Francamente ricordo ancora con disagio quella specie di otto volante che è stato “viaggio al centro della
terra” e non ho capito il valore aggiunto degli schizzi di sangue “lanciati” sullo spettatore in “S.valentino di
sangue”. Sicuramente a trarre il maggior beneficio sono i film d’animazione di cui, ad esempio, Mostri Vs,
Alieni è stato un fulgido esempio poiché pensato, scritto e diretto con il 3D in mente. Purtroppo, come
successe per l’audio surround, ci vorrà del tempo prima che si trovi la giusta misura tra espressione artistica e
la tentazione di tramortire il pubblico e nel frattempo la Xamamina potrebbe sostituire i popcorn.
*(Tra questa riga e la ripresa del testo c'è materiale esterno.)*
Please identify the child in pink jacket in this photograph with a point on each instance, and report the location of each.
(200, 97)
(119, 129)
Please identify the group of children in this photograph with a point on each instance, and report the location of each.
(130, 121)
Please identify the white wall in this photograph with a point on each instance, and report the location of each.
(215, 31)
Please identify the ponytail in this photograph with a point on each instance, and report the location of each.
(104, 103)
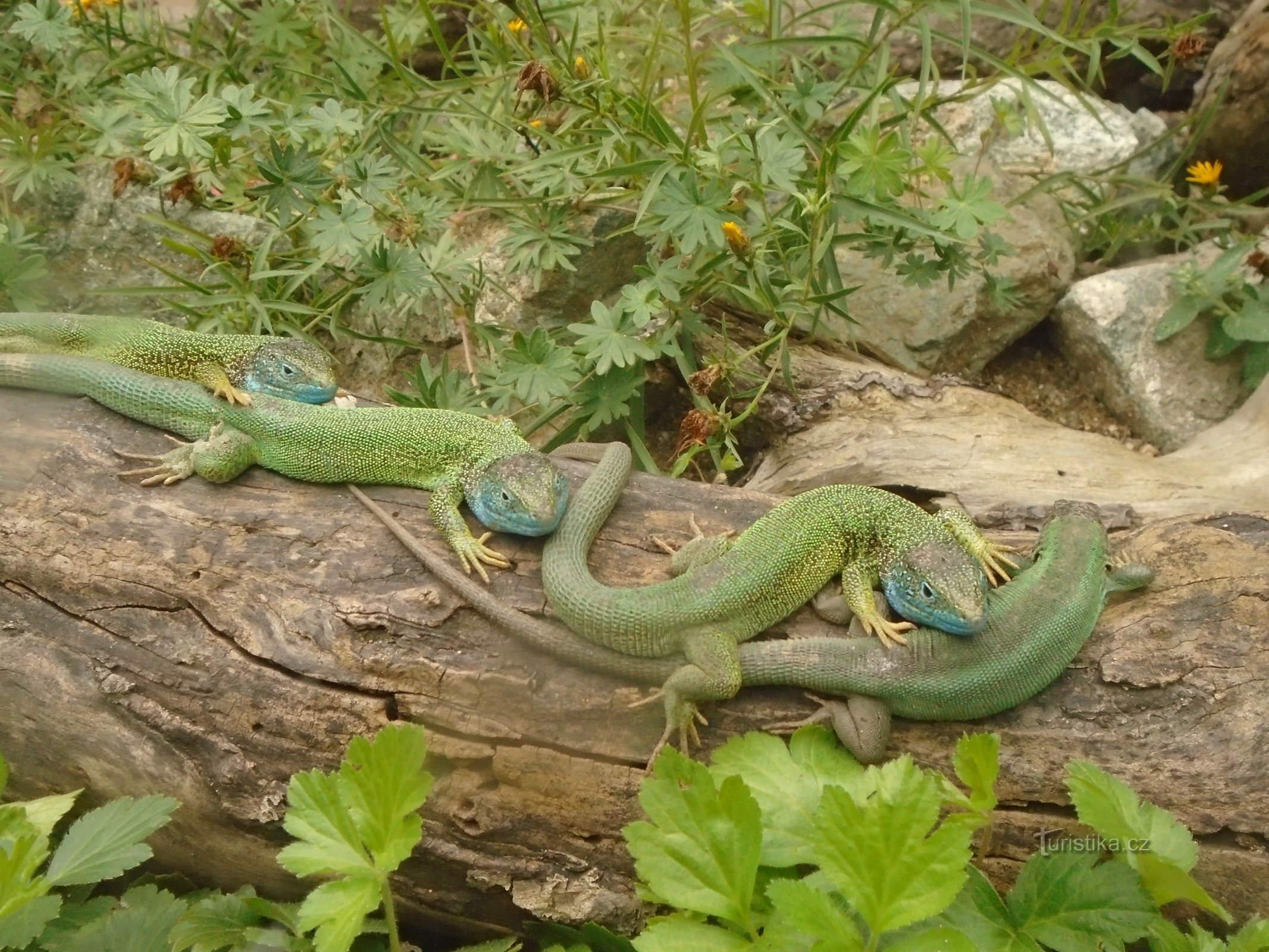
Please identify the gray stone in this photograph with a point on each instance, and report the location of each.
(1073, 134)
(958, 330)
(96, 242)
(1167, 392)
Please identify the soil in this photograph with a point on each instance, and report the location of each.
(1036, 374)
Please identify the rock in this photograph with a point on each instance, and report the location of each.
(1167, 392)
(933, 329)
(96, 242)
(1084, 134)
(1236, 83)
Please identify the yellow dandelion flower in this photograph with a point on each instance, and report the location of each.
(1205, 173)
(738, 240)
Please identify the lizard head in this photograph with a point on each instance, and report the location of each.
(938, 584)
(524, 494)
(292, 369)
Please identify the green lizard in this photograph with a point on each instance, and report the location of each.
(508, 486)
(1035, 627)
(729, 593)
(231, 366)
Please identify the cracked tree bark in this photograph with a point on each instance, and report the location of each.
(207, 641)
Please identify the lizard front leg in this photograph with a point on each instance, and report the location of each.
(700, 550)
(472, 553)
(989, 554)
(858, 594)
(214, 377)
(223, 455)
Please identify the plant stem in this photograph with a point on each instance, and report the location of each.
(390, 917)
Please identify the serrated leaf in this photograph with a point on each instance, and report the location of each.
(787, 782)
(329, 842)
(702, 844)
(108, 841)
(1179, 317)
(816, 915)
(338, 912)
(886, 856)
(1067, 903)
(214, 923)
(45, 813)
(937, 940)
(22, 926)
(141, 922)
(979, 913)
(678, 934)
(384, 784)
(977, 763)
(1135, 831)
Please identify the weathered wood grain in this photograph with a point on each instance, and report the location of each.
(207, 641)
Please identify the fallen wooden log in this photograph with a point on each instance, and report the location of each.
(207, 641)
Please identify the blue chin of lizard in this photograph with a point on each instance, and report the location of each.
(506, 511)
(922, 611)
(303, 393)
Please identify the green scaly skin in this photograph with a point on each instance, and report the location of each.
(507, 483)
(729, 594)
(1036, 625)
(233, 366)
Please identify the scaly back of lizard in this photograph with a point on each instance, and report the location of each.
(233, 366)
(507, 483)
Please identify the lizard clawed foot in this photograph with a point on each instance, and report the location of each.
(167, 469)
(994, 560)
(888, 631)
(474, 554)
(683, 722)
(227, 392)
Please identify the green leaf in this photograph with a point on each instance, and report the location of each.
(965, 210)
(338, 912)
(816, 915)
(609, 342)
(537, 369)
(678, 934)
(787, 782)
(1179, 317)
(1069, 904)
(882, 853)
(688, 212)
(873, 164)
(1255, 365)
(977, 763)
(981, 915)
(215, 923)
(22, 926)
(347, 231)
(1143, 835)
(45, 813)
(109, 841)
(937, 940)
(329, 842)
(1251, 321)
(702, 844)
(384, 784)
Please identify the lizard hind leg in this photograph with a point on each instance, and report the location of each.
(712, 673)
(697, 551)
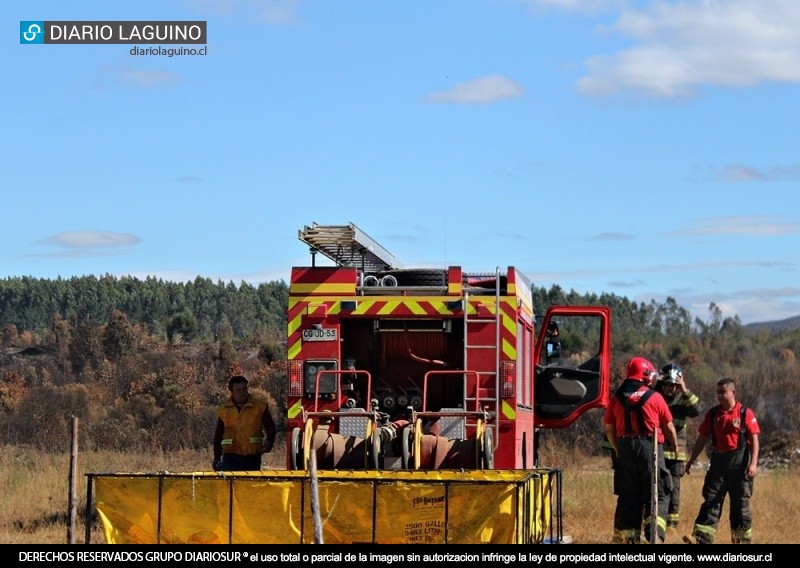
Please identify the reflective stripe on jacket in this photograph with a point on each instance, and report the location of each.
(244, 433)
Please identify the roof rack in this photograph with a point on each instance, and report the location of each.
(347, 245)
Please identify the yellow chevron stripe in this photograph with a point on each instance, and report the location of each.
(294, 324)
(507, 411)
(321, 288)
(416, 308)
(509, 324)
(293, 350)
(295, 410)
(388, 308)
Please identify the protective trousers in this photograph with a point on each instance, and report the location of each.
(634, 483)
(727, 475)
(676, 470)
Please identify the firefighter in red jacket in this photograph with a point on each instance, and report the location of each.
(734, 431)
(245, 430)
(633, 415)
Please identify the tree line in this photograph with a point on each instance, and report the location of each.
(144, 363)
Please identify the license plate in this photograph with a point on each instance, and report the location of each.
(329, 334)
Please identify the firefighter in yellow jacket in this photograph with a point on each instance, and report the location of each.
(245, 430)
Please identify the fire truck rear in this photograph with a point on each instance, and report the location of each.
(415, 402)
(396, 368)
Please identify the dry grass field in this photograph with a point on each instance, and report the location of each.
(35, 490)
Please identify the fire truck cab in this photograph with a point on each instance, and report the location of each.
(421, 368)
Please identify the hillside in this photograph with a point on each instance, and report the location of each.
(775, 326)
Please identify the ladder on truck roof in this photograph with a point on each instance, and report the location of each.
(487, 388)
(347, 245)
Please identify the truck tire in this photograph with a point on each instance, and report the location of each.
(296, 448)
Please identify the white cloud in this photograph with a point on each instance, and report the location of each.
(742, 225)
(486, 89)
(683, 45)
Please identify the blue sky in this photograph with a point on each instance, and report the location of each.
(646, 149)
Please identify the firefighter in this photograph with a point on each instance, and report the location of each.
(683, 404)
(734, 431)
(244, 431)
(633, 415)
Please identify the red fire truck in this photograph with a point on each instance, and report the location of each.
(421, 368)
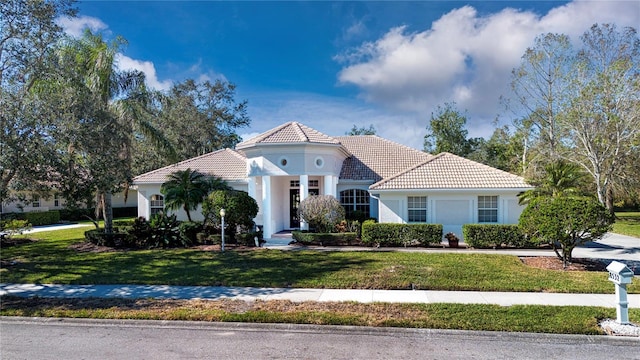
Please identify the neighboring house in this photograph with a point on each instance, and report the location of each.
(34, 202)
(385, 180)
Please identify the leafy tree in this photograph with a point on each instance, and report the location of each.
(565, 222)
(604, 117)
(446, 132)
(28, 34)
(196, 118)
(184, 189)
(240, 210)
(583, 105)
(561, 178)
(106, 109)
(503, 150)
(321, 212)
(541, 87)
(361, 130)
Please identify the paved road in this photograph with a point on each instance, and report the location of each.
(80, 339)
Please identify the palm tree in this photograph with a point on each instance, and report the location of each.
(185, 189)
(560, 178)
(116, 105)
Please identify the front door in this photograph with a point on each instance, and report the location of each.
(294, 203)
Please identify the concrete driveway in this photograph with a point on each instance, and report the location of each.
(625, 249)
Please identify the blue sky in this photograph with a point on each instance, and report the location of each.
(331, 65)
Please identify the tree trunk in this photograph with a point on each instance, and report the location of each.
(186, 209)
(108, 213)
(609, 200)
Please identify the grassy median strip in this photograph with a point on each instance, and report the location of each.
(52, 260)
(530, 318)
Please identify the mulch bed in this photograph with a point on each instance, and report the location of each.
(554, 263)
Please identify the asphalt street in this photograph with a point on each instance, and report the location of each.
(81, 339)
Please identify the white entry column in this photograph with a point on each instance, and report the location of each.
(304, 193)
(267, 221)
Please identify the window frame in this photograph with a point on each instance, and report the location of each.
(359, 200)
(156, 205)
(420, 209)
(488, 209)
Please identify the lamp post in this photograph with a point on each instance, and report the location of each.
(222, 213)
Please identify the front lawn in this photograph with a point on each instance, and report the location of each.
(521, 318)
(51, 260)
(627, 223)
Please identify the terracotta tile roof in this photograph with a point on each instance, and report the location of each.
(448, 171)
(291, 132)
(227, 164)
(375, 158)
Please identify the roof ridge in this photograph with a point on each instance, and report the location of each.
(483, 165)
(385, 140)
(237, 154)
(407, 170)
(298, 128)
(186, 161)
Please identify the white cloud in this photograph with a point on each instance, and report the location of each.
(126, 63)
(465, 57)
(76, 26)
(332, 116)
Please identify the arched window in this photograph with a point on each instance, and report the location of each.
(157, 204)
(355, 200)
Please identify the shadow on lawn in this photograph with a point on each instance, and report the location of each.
(263, 268)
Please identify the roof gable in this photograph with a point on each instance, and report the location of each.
(289, 133)
(227, 164)
(449, 171)
(375, 158)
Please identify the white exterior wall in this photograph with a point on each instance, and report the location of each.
(452, 209)
(49, 203)
(146, 191)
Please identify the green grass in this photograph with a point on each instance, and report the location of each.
(50, 260)
(627, 223)
(519, 318)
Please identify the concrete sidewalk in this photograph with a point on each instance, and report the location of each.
(322, 295)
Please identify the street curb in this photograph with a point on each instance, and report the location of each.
(543, 338)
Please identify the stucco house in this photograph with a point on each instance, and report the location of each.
(386, 180)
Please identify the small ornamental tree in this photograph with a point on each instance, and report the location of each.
(321, 212)
(565, 222)
(240, 210)
(184, 189)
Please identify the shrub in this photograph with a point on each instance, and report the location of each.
(324, 239)
(14, 227)
(140, 231)
(401, 234)
(321, 212)
(98, 237)
(248, 239)
(165, 232)
(75, 214)
(129, 211)
(189, 231)
(42, 218)
(240, 210)
(565, 222)
(485, 236)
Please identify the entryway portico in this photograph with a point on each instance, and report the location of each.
(287, 165)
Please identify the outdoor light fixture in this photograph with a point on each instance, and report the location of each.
(222, 213)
E’ indubbio che il cinema digitale sia il vero fattore abilitante delle tecnologie 3D permettendo oggi alla
maggior parte del pubblico di poter assistere ad un film di 100 minuti senza uscire dal cinema con un forte
mal di testa o gli occhi incrociati, godendo di una nuova esperienza di visione. La frase precedente è il sunto
delle motivazioni addotte dagli addetti ai lavori al ritorno del 3D. Dato che quegli stessi addetti ai lavori, con
in testa il sottoscritto, sono i primi, in privato ovviamente, ad essere poco convinti di tutto ciò, forse la frase
dovrebbe essere rivista con qualcosa del tipo “è indubbio che il 3D sia un argomento di ottima presa su
esercenti che ancora sono piuttosto restii a passare al digitale ma il cui sguardo si illumina quando pensano a
quell’Euro in più incassato sul biglietto”. Insomma più che una innovazione questo ritorno del 3D suona
come uno slogan ben confezionato dall’industria dell’elettronica per spingere il cinema verso una rivoluzione
che di fatto stenta ad essere percepita come tale e che forse rivoluzione non sarà mai se non tra una ventina di
anni quando, dopo l’euforia di questo periodo, il 3D tornerà sotto qualche altra forma…magari come
ologramma della Principessa Leila: aiutaci Obi Uan Kenobi!!!